By Michael “Buzz” Buzzelli, ‘Burgh Vivant
Move over, Bucco’s, Pittsburgh just got another batch of Pirates in town. Shaun Rolly’s “A Pirate’s Tale” docked into Carnegie Stage on July 22. These pirates are a bunch of sword-carrying, swash-buckling, booty-hunting scalawags, and they’re a joy to watch.
Avast, Rolly’s pirates have traversed these Three Rivers before, during dinner shows on the Gateway Clipper. This was more than just a premiere performance for landlubbers. It is an extended feature-length yarn. It’s also a more robust tale with dark themes and sexual innuendo. While you could probably take children to the play, it’s not a strictly a kiddie story. The show is difficult to categorize. Parents should make the final determination as some material may not be suitable for all audiences.
“A Pirate’s Tale” has a complicated triangle at the center of the story. Tristan LaMarque (Ray Cygrymus) has promised a conquered vessel, the Raven, to both his first mate, Sebastian Palk (Michael Petyak), and to his lover, Cassandra McKaye, the Pirate Queen (Tiffany Joy Williams). Obviously, swords will be drawn and blood will be shed when a three-sided pirate war brews. A brawl set to a catchy score, with music and lyrics by Paul Shapera.
On opening night, the show was still finding its sea legs; there were few minor technical issues with lights coming up or going down at inopportune times. Despite a few glitches, the show was marvelous fun!
On a ship of thieves, head thief Tristan is the vilest villain of the bunch, but playwright Rolly adds nuance to the freebooter. Cygrymus is able to get at the depth of the character. Tristan hornswaggles his first mate and plans to sell prisoners into slavery. The scurvy dog! The final straw comes when he condemns his pirate queen to walk the plank. What a scoundrel! Yet, somehow, you feel empathy for him when he sings “Cassie, Losing You.” Cygrymus has a smooth vocal style and could probably sell ice to Eskimos if he sang about the deal.
One of the best songs in the show is “Hey Diddle-Diddle.” It’s all backstory on Cassie the Pirate Queen, beautifully rendered by Williams. There are a lot of great songs in the show and the cast performs them deftly. She is a charismatic lead and the stage comes alive every time she is on deck.

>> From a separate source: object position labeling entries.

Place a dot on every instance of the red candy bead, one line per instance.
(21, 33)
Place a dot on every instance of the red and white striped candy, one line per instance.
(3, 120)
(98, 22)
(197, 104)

Another pirate, Abigail (Hope Anthony, last scene in “Best Little Whorehouse in Texas” going from ho to “yo ho!”), does a jig, aptly named “Abigail’s Jig,” and it’s another showstopper. The distaff pirates (Sierra Zelmer and Sandi Oshaben joined with Williams and Anthony) sing an origin song together, and it’s not only a fun, little ditty, it has a powerful message about female empowerment. Note: While history books shows there were many real-life female pirates (Anne Bonny, Mary Read, Mary Crickett and more), it’s highly improbable that four women served on one ship and were treated equally, without having to disguise themselves as men (Mary Read became Mark Read in the 1690). Regardless, the women are central characters in the story.
P.S. “A Pirate’s Tale” passes the Bechdel Test with a flying colors.
The boys weren’t bad either. Palk is a meaty role and Petyak sinks his teeth into it. Enrique Bazan does a fine job as Eli and the rest of the crew of the Anne-Marie perform swimmingly. The entire cast is brewing over with enthusiasm (probably because it looks like so much fun). Shout out to Tim Tolbert’s Jonathan who provided the comic relief. Tolbert put the jolly in Jolly Roger, even when he has to deliver lines that would have made Rose Nyland seem like a Rhodes Scholar.
“A Pirate’s Tale” has a very minimalist set but Leah Klocko’s costumes bring the show to life. The show is finely choreographed by Lisa Moran Elliot, with fight choreography from Rolly and Fight Captain Jonathan Beckas.
Kudos for Catherine Gallagher for her bold direction and dramaturgy. Gallagher, with Rolly’s help, took the Gateway Clipper Fleet show and added depth and dimension, elevating the material.
When you see it, you’re going to want to grab a cutlass and join the crew! “A Pirate’s Tale” is a real treasure.